You should also avoid drinking too much. High alcohol use has been correlated with a risk of dementia later in life, and severe brain damage is common in heavy drinkers due to poor health, or even liver failure. Limit yourself to two drinks a day, max, and your brain will thank you for it.

  1. Keep An Eye On Your Diet And Your Weight

High blood pressure can lead to strokes and brain damage – the high pressure of your blood can cause your brain’s blood vessels to narrow and weaken, and lead to poorer cognitive health.

It’s also been shown that high blood sugar may contribute to cognitive dysfunction in Alzheimer’s patients. The process of glycation that occurs in people with high blood pressure can attack a key enzyme that’s necessary for brain health, and lead to an increased risk of Alzheimer’s and dementia.

Keeping an eye on your diet, watching your weight, and taking necessary steps to become more physically fit are all fantastic ways to keep your brain healthy, happy, and functioning well.

  1. Don’t Stress Out Too Much

Okay, we realize that this is like asking a nurse to not drink an entire jug of coffee on a night shift – and your job is probably always going to lead to some level of stress.

However, prolonged stress has been correlated with damage to the brain’s structure, connectivity, and function. Because of this, you should take whatever steps you can, to de-stress yourself after work.

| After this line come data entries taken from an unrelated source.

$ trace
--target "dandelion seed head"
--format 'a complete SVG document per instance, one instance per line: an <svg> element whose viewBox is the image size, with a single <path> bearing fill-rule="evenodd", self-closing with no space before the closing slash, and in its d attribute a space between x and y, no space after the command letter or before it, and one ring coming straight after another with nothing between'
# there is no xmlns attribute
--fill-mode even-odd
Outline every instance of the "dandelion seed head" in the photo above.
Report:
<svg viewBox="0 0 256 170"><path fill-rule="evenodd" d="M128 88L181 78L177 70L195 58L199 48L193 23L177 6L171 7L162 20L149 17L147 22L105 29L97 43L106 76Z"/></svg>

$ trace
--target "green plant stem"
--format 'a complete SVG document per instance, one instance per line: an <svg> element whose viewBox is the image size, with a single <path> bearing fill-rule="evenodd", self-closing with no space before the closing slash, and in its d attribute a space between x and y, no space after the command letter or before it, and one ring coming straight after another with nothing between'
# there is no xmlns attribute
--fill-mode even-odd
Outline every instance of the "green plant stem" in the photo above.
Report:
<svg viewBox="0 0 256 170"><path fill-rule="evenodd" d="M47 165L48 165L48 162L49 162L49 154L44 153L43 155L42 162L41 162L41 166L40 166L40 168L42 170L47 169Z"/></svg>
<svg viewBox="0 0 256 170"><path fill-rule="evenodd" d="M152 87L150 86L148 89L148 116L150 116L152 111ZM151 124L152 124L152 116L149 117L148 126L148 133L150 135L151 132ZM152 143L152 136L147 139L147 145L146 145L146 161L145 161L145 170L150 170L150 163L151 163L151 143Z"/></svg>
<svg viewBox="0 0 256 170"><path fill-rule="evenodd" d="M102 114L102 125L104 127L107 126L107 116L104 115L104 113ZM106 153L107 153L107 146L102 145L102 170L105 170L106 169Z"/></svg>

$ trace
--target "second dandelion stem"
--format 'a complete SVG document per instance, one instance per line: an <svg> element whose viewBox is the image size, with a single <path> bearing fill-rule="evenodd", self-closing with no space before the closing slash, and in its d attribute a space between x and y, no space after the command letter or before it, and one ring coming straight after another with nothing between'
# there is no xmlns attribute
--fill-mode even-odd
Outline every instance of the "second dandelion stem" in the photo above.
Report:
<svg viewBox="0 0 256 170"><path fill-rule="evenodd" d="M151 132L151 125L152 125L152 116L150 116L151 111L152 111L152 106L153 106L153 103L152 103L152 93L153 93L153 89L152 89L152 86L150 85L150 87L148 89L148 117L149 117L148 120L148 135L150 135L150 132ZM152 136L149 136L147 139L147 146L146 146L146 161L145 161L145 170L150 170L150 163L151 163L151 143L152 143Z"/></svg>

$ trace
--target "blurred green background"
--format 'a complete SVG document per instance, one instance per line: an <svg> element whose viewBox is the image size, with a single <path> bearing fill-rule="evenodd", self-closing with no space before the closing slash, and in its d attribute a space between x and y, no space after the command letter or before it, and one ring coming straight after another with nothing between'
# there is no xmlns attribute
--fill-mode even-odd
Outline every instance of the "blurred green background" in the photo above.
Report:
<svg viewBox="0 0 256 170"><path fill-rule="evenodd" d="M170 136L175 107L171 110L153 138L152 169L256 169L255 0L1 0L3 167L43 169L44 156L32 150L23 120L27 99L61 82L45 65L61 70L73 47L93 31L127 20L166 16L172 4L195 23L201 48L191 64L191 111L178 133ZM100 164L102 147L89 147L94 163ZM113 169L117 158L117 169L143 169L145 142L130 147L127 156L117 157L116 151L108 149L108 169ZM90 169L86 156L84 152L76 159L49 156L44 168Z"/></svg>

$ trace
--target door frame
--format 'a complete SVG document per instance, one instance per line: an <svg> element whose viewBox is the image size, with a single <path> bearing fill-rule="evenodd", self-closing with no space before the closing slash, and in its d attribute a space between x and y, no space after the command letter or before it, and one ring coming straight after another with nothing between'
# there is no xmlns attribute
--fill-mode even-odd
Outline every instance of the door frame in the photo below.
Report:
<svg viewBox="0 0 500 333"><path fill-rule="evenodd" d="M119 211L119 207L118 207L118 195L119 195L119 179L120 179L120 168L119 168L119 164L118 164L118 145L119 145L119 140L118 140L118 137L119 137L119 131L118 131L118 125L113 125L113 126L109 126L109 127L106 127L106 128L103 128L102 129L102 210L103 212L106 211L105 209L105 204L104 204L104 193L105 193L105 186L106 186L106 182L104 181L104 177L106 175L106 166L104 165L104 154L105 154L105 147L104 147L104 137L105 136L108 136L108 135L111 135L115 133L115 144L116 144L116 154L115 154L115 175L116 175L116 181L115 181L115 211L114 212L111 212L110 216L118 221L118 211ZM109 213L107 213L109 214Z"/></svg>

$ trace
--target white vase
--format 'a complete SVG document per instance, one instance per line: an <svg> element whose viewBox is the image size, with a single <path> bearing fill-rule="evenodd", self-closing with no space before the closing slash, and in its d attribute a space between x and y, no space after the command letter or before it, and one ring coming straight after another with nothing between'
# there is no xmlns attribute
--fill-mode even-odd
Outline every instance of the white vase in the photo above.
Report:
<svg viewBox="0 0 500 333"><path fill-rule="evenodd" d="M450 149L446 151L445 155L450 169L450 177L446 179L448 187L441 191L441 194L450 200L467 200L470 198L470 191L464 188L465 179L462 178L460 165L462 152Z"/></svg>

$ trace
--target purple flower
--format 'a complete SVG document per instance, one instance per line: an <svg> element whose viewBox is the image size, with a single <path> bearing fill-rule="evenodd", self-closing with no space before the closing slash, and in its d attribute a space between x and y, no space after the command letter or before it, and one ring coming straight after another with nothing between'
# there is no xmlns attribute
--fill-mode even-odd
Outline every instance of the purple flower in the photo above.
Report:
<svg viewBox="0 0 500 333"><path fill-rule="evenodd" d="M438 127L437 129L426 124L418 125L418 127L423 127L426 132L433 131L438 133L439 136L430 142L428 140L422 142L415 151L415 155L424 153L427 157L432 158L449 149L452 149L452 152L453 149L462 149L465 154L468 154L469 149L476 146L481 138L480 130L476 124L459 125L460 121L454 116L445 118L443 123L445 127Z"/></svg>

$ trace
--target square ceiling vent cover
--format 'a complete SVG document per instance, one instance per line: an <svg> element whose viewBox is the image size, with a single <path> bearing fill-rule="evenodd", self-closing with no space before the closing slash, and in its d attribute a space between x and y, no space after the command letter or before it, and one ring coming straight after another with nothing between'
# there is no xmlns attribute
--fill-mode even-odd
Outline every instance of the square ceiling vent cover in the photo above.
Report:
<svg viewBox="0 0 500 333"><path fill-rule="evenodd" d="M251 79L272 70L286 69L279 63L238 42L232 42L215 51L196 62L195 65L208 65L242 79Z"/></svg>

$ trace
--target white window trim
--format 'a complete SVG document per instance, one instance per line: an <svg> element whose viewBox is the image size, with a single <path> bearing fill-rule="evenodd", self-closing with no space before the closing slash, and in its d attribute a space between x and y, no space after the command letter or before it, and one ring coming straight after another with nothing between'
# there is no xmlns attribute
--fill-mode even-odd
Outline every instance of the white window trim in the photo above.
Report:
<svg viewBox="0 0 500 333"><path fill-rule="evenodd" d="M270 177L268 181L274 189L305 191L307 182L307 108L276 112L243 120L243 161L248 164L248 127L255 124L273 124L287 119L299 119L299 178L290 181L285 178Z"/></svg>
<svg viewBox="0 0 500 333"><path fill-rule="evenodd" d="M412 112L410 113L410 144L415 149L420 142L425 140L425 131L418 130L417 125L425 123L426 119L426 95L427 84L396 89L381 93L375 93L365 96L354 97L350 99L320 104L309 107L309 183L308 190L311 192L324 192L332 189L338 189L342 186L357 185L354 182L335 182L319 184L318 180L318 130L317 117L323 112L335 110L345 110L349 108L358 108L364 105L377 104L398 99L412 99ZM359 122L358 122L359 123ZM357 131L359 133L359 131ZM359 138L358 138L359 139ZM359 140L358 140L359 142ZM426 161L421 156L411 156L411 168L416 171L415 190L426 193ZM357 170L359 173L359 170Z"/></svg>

Leave your work at work. You shouldn’t stress about your job when you’re not there. Consider following one of our 22 tips on how nurses can de-stress – and do your best to keep your mind healthy and stress-free.

Keep Your Brain Healthy During Brain Awareness Week, And Spread The Word!

Don’t overlook your brain! Your cognitive health is incredibly important, and by following these 5 tips, you can help keep your brain healthy, happy, and functioning at its tip-top potential.

So follow these 5 tips, check out the DANA Alliance For Brain Initiatives website, and share what you’ve learned with your friends, coworkers, and loved ones.